The system uses lazy loading to avoid circular import issues - entry points are discovered at startup (metadata only), but the actual action classes are only loaded when first used.

How Auto-Discovery Works: The Complete Journey

Phase 1: System Initialisation

Step 1: Workflow Engine Starts

When a user runs causaliq-workflow experiment.yml:

  1. WorkflowExecutor initialisation: Creates a new WorkflowExecutor instance
  2. ActionRegistry creation: Instantiates ActionRegistry() which triggers discovery
  3. Entry point discovery: The registry scans for causaliq.actions entry points

Step 2: Entry Point Discovery (Lazy Loading)
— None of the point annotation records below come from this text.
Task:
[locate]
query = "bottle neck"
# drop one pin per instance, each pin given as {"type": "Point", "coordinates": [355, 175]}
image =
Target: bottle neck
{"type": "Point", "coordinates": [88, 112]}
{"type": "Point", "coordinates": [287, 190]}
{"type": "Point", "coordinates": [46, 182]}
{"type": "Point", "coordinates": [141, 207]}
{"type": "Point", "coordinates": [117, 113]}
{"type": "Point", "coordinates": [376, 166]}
The system discovers actions without importing them:

  1. Entry point enumeration: Uses importlib.metadata.entry_points() to find all packages that declare causaliq.actions entry points
  2. Metadata recording: Stores entry point metadata (name, module path) without loading
  3. Deferred loading: Actual imports happen only when an action is first used

This lazy loading approach is critical for avoiding circular imports, since action packages (like causaliq-knowledge) depend on causaliq-workflow.

Phase 2: Action Loading (On Demand)

Step 3: First Use Triggers Loading

When a workflow references an action:

steps:
  - name: "Generate Graph"
    uses: "causaliq-knowledge"  # Triggers lazy load
    with:
      action: "generate_graph"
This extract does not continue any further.